Ma Grasso dimentica la violenza di quando cacciò Berlusconi

Il presidente del Senato usa Palazzo Madama come clava: parla di strappi istituzionali ma lui ne ha compiuti tanti

Ma Grasso dimentica la violenza di quando cacciò Berlusconi

Adesso punta il dito contro gli strappi istituzionali, ma fu lui il primo a strappare. Non vuole sporcarsi le mani, ma lui le mani se le era già sporcate a suo tempo, nel 2013, quando forzò fin oltre il limite della decenza i regolamenti di Palazzo Madama per buttare fuori dall'aula il leader dell'opposizione. Lo scranno oggi gli sta stretto perché il Pd, quel Pd a trazione renziana, non gli va più a genio. Se la prende con il metodo adrenalinico dell'ex premier, fiducie a raffica e ritmi frenetici, ma lezioni di metodo non ne può dare. Anche se ha una storia importante, anche se il suo curriculum di magistrato si intreccia fino quasi a imparentarsi con quelli di Giovanni Falcone e Paolo Borsellino. No, il tratto da galantuomo, da nobiluomo in bianco e nero e la sua precedente vita in toga non possono bastare come uno scudo preventivo.

Grasso nella sua nuova esistenza cominciata per una trovata di Bersani che lo issò lassù, ha sempre predicato il rispetto delle minoranze. Ma la democrazia che voleva tutelare ha subito con lui una delle più gravi torsioni e lacerazioni della storia recente. Quando la Cassazione rese definitiva la sentenza di condanna per il Cavaliere, l'ex magistrato non si pose alcun problema. Anzi no, fu lui a porli agli altri: convocò la Giunta del regolamento che, sempre sotto la sua presidenza, forzò la mano all'inverosimile aprendo la strada al voto palese sulla decadenza di Berlusconi. Il nobiluomo che oggi vuole nobilitare il proprio addio al Pd, allora escogitò la più ardita delle motivazioni per cassare il voto segreto: quel voto non riguardava la persona del Cavaliere, ma il plenum dell'aula. Formalismo da farisei, un capitolo semplicemente incredibile. E, alla fine, per 7 a 6, con il cambiamento di opinione repentino di Linda Lanzillotta, il piano passò e la coscienza dei senatori fu messa a tacere.
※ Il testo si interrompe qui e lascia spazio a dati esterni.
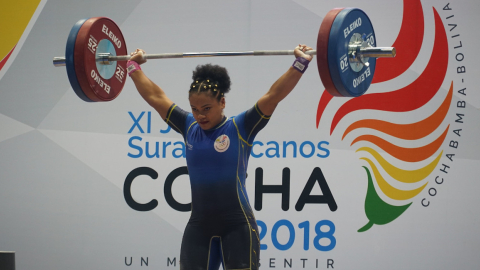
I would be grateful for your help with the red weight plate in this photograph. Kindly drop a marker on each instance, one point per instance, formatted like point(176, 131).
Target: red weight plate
point(322, 51)
point(89, 36)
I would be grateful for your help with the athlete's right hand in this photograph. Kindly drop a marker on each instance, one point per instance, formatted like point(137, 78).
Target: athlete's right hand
point(137, 56)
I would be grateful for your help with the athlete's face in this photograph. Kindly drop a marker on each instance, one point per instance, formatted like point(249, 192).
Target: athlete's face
point(206, 109)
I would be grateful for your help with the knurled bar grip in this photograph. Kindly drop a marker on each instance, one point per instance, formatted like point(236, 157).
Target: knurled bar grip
point(366, 52)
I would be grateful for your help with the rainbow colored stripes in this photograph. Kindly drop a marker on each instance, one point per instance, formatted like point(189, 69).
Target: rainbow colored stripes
point(389, 164)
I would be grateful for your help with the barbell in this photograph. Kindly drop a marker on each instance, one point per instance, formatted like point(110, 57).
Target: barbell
point(96, 55)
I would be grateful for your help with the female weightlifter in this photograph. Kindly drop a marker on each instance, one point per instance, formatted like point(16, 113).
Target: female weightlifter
point(222, 227)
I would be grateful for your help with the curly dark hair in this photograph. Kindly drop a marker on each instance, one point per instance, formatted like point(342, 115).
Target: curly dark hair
point(212, 79)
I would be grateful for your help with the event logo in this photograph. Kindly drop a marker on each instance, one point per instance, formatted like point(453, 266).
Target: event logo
point(12, 25)
point(396, 173)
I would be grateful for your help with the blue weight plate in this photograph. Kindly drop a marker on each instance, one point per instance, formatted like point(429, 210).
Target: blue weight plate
point(69, 61)
point(348, 82)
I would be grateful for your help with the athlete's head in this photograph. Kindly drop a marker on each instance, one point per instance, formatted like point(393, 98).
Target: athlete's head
point(207, 94)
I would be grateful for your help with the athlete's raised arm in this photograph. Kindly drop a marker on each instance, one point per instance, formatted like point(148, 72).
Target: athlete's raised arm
point(285, 84)
point(152, 93)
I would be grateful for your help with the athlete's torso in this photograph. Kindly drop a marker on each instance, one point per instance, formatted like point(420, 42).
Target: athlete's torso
point(217, 162)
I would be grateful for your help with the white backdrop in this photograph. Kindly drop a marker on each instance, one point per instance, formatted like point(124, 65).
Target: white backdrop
point(64, 162)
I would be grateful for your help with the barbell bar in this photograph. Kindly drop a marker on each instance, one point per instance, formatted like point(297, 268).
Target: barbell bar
point(108, 59)
point(96, 55)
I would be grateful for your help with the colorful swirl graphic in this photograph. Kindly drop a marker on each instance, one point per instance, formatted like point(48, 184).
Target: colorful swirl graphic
point(414, 96)
point(14, 18)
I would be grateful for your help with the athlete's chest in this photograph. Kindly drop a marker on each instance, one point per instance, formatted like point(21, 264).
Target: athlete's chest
point(217, 146)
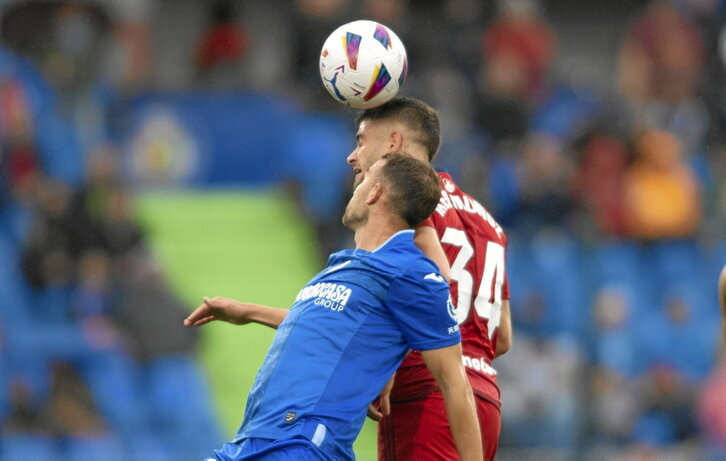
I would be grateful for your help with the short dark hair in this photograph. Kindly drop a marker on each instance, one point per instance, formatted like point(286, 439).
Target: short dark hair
point(418, 116)
point(414, 187)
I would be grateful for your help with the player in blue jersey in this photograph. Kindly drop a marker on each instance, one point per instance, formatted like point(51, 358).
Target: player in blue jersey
point(350, 327)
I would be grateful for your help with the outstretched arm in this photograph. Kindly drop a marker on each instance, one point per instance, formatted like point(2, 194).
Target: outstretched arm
point(445, 365)
point(235, 312)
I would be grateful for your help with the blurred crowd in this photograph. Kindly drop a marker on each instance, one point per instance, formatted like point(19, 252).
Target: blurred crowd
point(595, 133)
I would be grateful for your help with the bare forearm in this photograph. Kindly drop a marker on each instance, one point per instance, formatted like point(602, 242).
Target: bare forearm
point(265, 315)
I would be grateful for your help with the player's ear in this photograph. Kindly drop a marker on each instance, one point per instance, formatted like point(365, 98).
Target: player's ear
point(395, 142)
point(374, 194)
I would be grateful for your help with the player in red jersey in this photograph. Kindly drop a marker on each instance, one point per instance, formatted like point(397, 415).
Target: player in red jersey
point(417, 427)
point(474, 246)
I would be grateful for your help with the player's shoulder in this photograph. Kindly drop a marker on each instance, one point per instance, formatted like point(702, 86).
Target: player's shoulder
point(460, 210)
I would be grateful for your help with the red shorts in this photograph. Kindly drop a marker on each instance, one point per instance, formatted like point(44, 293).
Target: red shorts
point(419, 430)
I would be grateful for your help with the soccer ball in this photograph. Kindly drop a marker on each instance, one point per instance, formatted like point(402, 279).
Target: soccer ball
point(363, 64)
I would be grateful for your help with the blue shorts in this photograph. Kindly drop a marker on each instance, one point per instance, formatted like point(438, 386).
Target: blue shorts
point(291, 449)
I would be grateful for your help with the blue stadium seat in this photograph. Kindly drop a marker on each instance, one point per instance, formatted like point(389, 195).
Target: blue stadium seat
point(29, 447)
point(558, 266)
point(101, 448)
point(111, 376)
point(315, 158)
point(180, 405)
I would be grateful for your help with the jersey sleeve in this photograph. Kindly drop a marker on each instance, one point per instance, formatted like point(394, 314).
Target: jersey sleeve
point(424, 312)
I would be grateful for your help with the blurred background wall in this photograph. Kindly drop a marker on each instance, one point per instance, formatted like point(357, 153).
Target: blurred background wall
point(153, 152)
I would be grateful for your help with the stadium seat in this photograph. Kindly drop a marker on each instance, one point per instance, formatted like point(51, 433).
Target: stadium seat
point(100, 448)
point(28, 447)
point(180, 405)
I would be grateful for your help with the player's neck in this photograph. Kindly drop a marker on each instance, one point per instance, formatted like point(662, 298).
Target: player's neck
point(375, 232)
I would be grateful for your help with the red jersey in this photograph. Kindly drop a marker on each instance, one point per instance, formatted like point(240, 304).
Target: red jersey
point(475, 247)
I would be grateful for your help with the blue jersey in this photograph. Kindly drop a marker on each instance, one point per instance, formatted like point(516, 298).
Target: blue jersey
point(344, 337)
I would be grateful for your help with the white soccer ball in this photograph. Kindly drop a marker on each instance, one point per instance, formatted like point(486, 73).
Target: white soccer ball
point(363, 64)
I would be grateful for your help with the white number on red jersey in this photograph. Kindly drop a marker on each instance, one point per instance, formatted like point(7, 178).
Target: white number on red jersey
point(487, 306)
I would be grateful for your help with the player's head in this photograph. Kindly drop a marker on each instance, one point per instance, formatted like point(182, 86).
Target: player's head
point(401, 125)
point(398, 185)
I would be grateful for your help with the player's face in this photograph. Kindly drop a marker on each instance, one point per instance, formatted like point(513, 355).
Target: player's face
point(372, 141)
point(356, 212)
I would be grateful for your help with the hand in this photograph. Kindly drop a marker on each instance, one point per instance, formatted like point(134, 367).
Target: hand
point(382, 405)
point(218, 308)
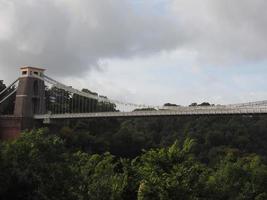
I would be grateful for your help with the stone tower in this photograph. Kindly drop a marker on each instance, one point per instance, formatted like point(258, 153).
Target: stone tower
point(30, 96)
point(30, 100)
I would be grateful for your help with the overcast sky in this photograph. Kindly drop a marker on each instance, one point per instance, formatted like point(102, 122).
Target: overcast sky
point(142, 51)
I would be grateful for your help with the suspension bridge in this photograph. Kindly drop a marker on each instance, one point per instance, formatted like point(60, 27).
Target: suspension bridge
point(34, 96)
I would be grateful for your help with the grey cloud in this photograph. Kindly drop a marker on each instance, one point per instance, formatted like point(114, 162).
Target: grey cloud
point(70, 37)
point(224, 31)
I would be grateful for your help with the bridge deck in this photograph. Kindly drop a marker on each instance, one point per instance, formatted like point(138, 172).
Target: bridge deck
point(179, 112)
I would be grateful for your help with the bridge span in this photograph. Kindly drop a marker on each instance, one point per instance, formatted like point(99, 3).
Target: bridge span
point(37, 97)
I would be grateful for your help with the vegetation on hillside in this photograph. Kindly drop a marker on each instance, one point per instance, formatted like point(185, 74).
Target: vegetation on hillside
point(157, 158)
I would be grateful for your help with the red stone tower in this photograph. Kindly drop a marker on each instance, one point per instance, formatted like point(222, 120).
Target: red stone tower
point(30, 100)
point(30, 96)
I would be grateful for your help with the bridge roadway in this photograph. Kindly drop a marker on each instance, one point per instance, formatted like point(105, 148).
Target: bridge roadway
point(182, 111)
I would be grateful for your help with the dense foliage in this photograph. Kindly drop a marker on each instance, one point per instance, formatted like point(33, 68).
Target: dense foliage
point(157, 158)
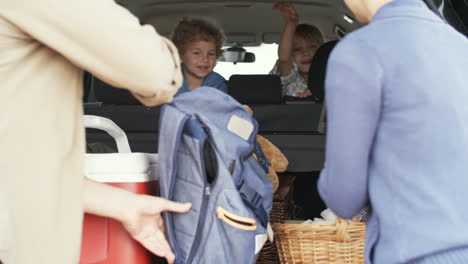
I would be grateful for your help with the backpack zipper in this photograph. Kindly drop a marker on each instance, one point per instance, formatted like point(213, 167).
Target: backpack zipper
point(200, 225)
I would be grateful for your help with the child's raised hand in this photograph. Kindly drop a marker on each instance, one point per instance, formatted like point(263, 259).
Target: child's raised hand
point(288, 12)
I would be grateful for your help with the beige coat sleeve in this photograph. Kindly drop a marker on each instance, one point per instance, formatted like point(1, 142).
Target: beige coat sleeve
point(106, 40)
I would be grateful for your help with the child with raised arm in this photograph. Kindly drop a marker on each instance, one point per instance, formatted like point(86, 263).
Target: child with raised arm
point(297, 47)
point(200, 45)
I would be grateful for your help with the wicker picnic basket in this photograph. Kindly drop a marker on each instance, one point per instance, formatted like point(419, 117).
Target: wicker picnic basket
point(278, 214)
point(321, 243)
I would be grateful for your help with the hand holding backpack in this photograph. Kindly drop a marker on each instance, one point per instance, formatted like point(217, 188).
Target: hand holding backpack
point(208, 156)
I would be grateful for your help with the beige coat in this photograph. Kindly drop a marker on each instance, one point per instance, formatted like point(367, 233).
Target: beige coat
point(43, 47)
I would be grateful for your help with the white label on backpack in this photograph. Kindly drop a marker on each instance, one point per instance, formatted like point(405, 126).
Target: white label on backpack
point(240, 126)
point(270, 233)
point(259, 242)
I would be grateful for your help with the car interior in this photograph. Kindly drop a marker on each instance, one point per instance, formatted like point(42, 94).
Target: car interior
point(295, 126)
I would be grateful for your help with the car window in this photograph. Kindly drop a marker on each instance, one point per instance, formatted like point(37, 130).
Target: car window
point(265, 58)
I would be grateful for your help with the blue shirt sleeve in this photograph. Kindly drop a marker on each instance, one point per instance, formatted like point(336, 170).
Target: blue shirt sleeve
point(215, 80)
point(353, 98)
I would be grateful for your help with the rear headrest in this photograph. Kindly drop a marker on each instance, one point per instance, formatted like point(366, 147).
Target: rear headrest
point(318, 70)
point(256, 89)
point(108, 94)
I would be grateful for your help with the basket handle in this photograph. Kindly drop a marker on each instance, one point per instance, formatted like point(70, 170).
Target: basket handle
point(341, 230)
point(105, 124)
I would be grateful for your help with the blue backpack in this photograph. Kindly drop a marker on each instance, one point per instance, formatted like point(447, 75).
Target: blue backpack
point(208, 156)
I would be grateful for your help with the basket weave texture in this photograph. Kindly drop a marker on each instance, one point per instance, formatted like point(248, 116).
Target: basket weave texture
point(278, 214)
point(341, 242)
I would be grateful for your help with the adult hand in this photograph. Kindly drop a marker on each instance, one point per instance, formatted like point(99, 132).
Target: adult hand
point(144, 223)
point(288, 12)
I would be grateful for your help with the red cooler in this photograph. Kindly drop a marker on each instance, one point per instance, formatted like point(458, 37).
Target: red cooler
point(104, 240)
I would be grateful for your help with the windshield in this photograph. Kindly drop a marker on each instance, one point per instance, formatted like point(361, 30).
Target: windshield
point(265, 58)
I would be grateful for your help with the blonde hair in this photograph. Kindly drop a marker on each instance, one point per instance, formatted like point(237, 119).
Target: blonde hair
point(196, 29)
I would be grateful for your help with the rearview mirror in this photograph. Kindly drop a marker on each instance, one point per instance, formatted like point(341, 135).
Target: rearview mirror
point(237, 54)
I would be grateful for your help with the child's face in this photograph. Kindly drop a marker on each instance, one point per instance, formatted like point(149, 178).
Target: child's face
point(303, 51)
point(199, 58)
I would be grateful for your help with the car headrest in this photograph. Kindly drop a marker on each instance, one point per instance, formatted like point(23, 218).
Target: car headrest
point(108, 94)
point(256, 89)
point(318, 70)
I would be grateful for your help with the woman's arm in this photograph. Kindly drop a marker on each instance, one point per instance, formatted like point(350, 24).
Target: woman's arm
point(139, 214)
point(353, 98)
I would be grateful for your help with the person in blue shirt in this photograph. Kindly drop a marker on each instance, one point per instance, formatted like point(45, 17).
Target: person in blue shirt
point(397, 135)
point(199, 43)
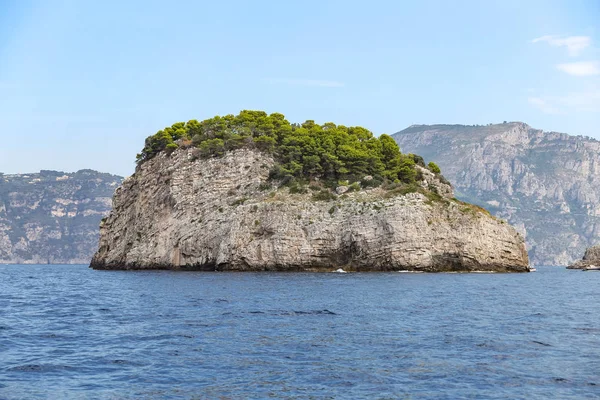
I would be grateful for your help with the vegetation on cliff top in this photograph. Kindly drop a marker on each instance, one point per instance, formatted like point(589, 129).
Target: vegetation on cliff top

Oggi Grasso potrebbe legittimamente aspirare alla guida di un'area inquieta e attorcigliata che sta a sinistra del Pd. Benissimo. Ma lui, per spiccare il volo e abbandonare il partito che l'aveva ricreato, cerca trampolini saturi di altisonanti motivazioni. L'etica è quel che conta. E allora chissà dov'era Grasso quando la legge Cirinnà, un testo che spaccava le coscienze e tagliava i partiti come una faglia californiana, tollerava la fiducia e, di più, la strage degli emendamenti in commissione. Un'anomalia, chiamiamola così, che è stata risparmiata ai parlamentari quando hanno affrontato la deploratissima legge elettorale: in commissione, almeno lì, si è discusso e combattuto.

E ancora, più in generale, si può dire che il governo Renzi ha sempre spinto sul pedale della fiducia. Con cifre da record. Basta pensare allo Sblocca-Italia o alla legge di bilancio dove, come ricorda sempre il battagliero Lucio Malan, anche Berlusconi avanzava a colpi di fiducia, ma almeno lasciava che le questioni venissero sviscerate in commissione. Oggi nemmeno quello.

Ma il presidente, lo stesso che accettava la ghigliottina sui voti segreti della riforma costituzionale come all'epoca del Terrore, solo oggi, quando le porte della politica si aprono, si indigna. E, invece di guardarsi allo specchio, fa la morale agli altri.